Georg von Schnurbein (born 1977, Regen) is associate professor of foundation management at the University of Basel. He is also the founder of the Center for Philanthropy Studies (CEPS) at the university.

== Education ==
From 1998 to 2003 Schnurbein studied business administration at the Otto-Friedrich-Universität Bamberg, then at the University of Fribourg; and political science at the University of Bern. In 2007, he earned a PhD from the University of Fribourg, Switzerland, and in 2013 and completed his Habilitation at the Wirtschaftsuniversität Wien.

== Professional career ==
In 2008, aligned with the foundation of the Center for Philanthropy Studies (CEPS), Schnurbein was appointed to assistant professor of foundation management at the faculty of business and economics at the University of Basel.
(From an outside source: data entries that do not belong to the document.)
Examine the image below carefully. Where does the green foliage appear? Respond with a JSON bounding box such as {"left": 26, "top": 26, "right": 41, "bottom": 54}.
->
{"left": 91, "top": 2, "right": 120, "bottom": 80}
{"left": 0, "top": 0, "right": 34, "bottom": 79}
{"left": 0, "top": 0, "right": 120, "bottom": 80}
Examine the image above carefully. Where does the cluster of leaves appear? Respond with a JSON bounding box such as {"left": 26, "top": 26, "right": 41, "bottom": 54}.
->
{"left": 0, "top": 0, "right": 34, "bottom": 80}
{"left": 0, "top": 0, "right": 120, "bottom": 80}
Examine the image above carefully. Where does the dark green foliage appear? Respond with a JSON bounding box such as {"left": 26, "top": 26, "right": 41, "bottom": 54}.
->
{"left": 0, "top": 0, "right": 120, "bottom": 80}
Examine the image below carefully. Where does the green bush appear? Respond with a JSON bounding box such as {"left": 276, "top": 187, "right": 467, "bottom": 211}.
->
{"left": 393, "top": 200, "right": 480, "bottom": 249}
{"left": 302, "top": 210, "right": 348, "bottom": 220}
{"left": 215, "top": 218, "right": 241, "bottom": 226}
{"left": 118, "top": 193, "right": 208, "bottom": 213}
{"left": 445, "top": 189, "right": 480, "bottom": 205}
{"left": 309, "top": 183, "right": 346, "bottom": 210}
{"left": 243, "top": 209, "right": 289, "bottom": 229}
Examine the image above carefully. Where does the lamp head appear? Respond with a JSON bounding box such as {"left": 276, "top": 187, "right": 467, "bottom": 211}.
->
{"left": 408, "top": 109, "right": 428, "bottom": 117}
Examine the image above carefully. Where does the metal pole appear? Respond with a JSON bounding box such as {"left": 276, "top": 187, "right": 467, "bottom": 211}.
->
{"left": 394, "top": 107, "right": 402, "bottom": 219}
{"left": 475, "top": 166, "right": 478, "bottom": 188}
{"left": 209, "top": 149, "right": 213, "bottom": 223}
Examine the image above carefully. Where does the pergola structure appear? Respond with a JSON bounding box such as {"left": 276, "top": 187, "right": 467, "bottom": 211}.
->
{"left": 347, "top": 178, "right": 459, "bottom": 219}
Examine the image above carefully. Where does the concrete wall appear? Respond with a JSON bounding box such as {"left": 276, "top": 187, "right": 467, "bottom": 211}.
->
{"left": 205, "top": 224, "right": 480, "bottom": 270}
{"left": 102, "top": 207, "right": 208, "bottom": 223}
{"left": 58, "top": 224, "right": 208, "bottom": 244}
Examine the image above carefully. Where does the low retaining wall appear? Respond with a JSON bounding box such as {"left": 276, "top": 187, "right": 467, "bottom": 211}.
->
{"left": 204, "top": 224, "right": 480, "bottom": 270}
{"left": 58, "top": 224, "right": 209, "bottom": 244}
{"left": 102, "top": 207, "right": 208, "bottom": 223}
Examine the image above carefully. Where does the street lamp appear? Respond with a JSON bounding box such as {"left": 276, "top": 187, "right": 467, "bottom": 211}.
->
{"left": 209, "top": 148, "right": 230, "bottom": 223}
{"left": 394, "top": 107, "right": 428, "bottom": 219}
In 2014 he was appointed as associate professor and 2022 full professor for foundation management.

In 2025 he was elected as board member of the International Society for Third-Sector Research.

== Research Focus ==
Schnurbein publishes in the areas of Nonprofit Management, foundation management, measuring impact, charity monitoring, financing of non profit organisations, and of philanthropy in general.

Some of his publications include:
- "Benefits and Drivers of Nonprofit Revenue Concentration", in: Nonprofit and Voluntary Sector Quarterly, Vol. 46, Nr. 5, 2018, S. 922–943 (with Tizian Fritz)
- "Finanzierung und Wachstum von Nonprofit-Organisationen", in: Die Unternehmung, Jg. 71, Nr. 2, 2017, S. 147–164.
- Swiss Foundation Code 2015, Foundation Governance Bd. 11, Basel: Helbing Lichtenhahn, 2015 (together with Thomas Sprecher and Philipp Egger)
- Die Förderstiftung: Strategie – Führung – Management, Foundation Governance Bd. 7, 2. Aufl., Basel: Helbing Lichtenhahn, 2015 (with Karsten Timmer)
- "Organizational factors affecting volunteers: a literature review on volunteer coordination", in: Voluntas, available online, 2012 (with Sibylle Studer)

== Editor and Expert ==
Schnurbein is co-editor of the Swiss foundation report, published yearly, as well as the Swiss Foundation Code. He serves as member on committees of various scientific journals, like Nonprofit Management & Leadership, Voluntary Sector Review, as well as
Global Perspectives on Philanthropy and Public Good Series.